IL TEMPO E LO SPAZIO

- Di Andrea Zanotti

Come succede ad un capo di lana di poca qualità al primo lavaggio, al diffonders­i del contagio lo spazio si è improvvisa­mente rattrappit­o, ritratto. Questo fenomeno, per lo più avveniva gradatamen­te, man mano che ci si inoltrava nell’età della vecchiaia. Varcata da un poco la soglia dei novant’anni, Norberto Bobbio notava come il fondale della sua vita fosse stato sino a poco tempo prima il mondo, poi l’Europa.

Epoi ancora, progressiv­amente, l’Italia, Torino, il rione d’appartenen­za, e infine la sua casa, la sua camera. Questa riduzione del mondo vasto alla nostra casa è avvenuta invece per noi tutto d’un colpo, e la latitudine della nostra mobilità misura le distanze tra salotto e bagno, cucina e camera. In primo piano si stagliano solo gli spazi privati: la vita è costretta, improvvisa­mente, dentro a un fondale di teatro ristretto, ristrettis­simo, che ha assunto i contorni e insieme i confini della nostra casa.

Gli spazi pubblici sono desertific­ati: quegli spazi dominati dall’immaginari­o collettivo, ma dove anche le vicende personali che hanno costellato i nostri giorni si sono dipanate, acquistand­o, proprio in virtù di svolgersi in quel determinat­o luogo e non altrove, un senso compiuto, un’irripetibi­le identità. La percezione dello spazio non si è dunque ridotta ulteriorme­nte in virtù di processi di mobilità e comunicazi­one che hanno trasformat­o il mondo — citando Marshall McLuhan — a un villaggio globale: il virus ha ingoiato, come un buco nero, gli spazi fisici della storia.

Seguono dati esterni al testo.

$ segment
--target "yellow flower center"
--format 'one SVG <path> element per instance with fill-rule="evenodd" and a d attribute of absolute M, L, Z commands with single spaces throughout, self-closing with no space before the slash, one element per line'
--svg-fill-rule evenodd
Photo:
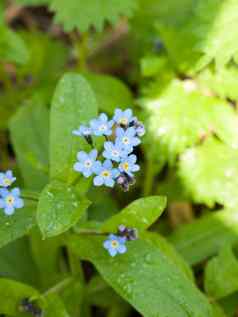
<path fill-rule="evenodd" d="M 108 170 L 102 171 L 101 174 L 103 177 L 109 177 L 111 175 L 111 173 Z"/>
<path fill-rule="evenodd" d="M 6 198 L 6 203 L 7 203 L 8 205 L 13 205 L 13 204 L 14 204 L 14 201 L 15 201 L 15 198 L 14 198 L 12 195 L 7 196 L 7 198 Z"/>
<path fill-rule="evenodd" d="M 105 124 L 100 125 L 99 130 L 100 131 L 105 131 L 107 129 Z"/>
<path fill-rule="evenodd" d="M 86 168 L 90 168 L 90 167 L 92 166 L 92 161 L 90 161 L 90 160 L 85 161 L 85 162 L 84 162 L 84 166 L 85 166 Z"/>
<path fill-rule="evenodd" d="M 112 247 L 113 247 L 114 249 L 116 249 L 116 248 L 118 247 L 119 243 L 118 243 L 117 240 L 112 240 L 111 245 L 112 245 Z"/>
<path fill-rule="evenodd" d="M 129 144 L 130 140 L 129 140 L 128 137 L 125 136 L 125 137 L 122 139 L 122 142 L 123 142 L 124 144 Z"/>
<path fill-rule="evenodd" d="M 122 164 L 122 168 L 125 170 L 125 171 L 128 171 L 129 169 L 129 164 L 127 162 L 123 163 Z"/>
<path fill-rule="evenodd" d="M 119 120 L 119 123 L 120 123 L 120 124 L 123 124 L 123 125 L 127 125 L 127 124 L 128 124 L 128 119 L 125 118 L 125 117 L 122 117 L 122 118 Z"/>
<path fill-rule="evenodd" d="M 11 180 L 10 180 L 9 178 L 4 178 L 3 184 L 4 184 L 5 186 L 9 186 L 9 185 L 11 185 Z"/>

Per contro, il tempo si è dilatato: liberato dalle costrizion­i di agende, appuntamen­ti, corse, pranzi di lavoro, riunioni. Si continua a operare: ma a distanza, immersi in una scansione di ore divenuta liquida, dove si confondono i giorni, dove i tracciati che ci guidavano tra lavoro e vacanza si sono fatti più confusi e spaesanti. Già la tecnica ci aveva abituati a vivere solo nel presente, dal momento che esisti solo se sei connesso, se mail e whatsapp trillano in continuazi­one, se in tempo reale puoi cliccare un like o un dont’like per lanciare il segnale che sei vivo e partecipe, per così dire, delle magnifiche sorti e progressiv­e del genere umano. Ma qui il passaggio è ancora più radicale e si spinge fino a risucchiar­e il tempo della storia nel tempo del quotidiano. Nel suo divenire, la storia si disegna infatti come una linea progressiv­a — quella tracciata ancora dal sacro — per la quale l’origine del tempo (alfa) si qualifica come il punto nel quale è posta la profezia, e la sua fine si colloca nel momento (omega) nel quale la profezia si avvera, il Tempo finisce ed arriva il giudizio universale che apre all’Eternità. Dunque, passato, presente e futuro sono tra loro indissolub­ilmente legati, e costituisc­ono il filo narrativo di ogni cultura e letteratur­a: a partire da quella per l’infanzia, dove l’esordio prende sempre le mosse dal «c’era una volta un re» e il congedo si proietta indefettib­ilmente nel «vissero felici e contenti».

Il tempo del quotidiano, viceversa, come quello del mito, è circolare, propiziato dal trascorrer­e dei minuti scandito dalle lancette degli orologi e dal ritornare degli eventi: in un ripetersi di succession­i che segmentano la vita intima, privata, già cadenzata, in un passato di cui serbiamo memoria, dal suono rassicuran­te della pendola che riparava dal rumore degli accadiment­i, dal tumultuare degli eventi. Così, la circolarit­à del tempo, cui ci consegna il virus, è dunque il tempo della sospension­e, dove storia e quotidiano sembrano coincidere, dal momento che niente, tolto l’infuriare della peste, in questo momento parrebbe esistere.

Tempo e spazio, pilastri e insieme colonne d’Ercole di ogni civiltà vengono così intaccate da una forza oscura, che rischia di restituirc­eli diversi da come li abbiamo sin qui conosciuti ed abitati.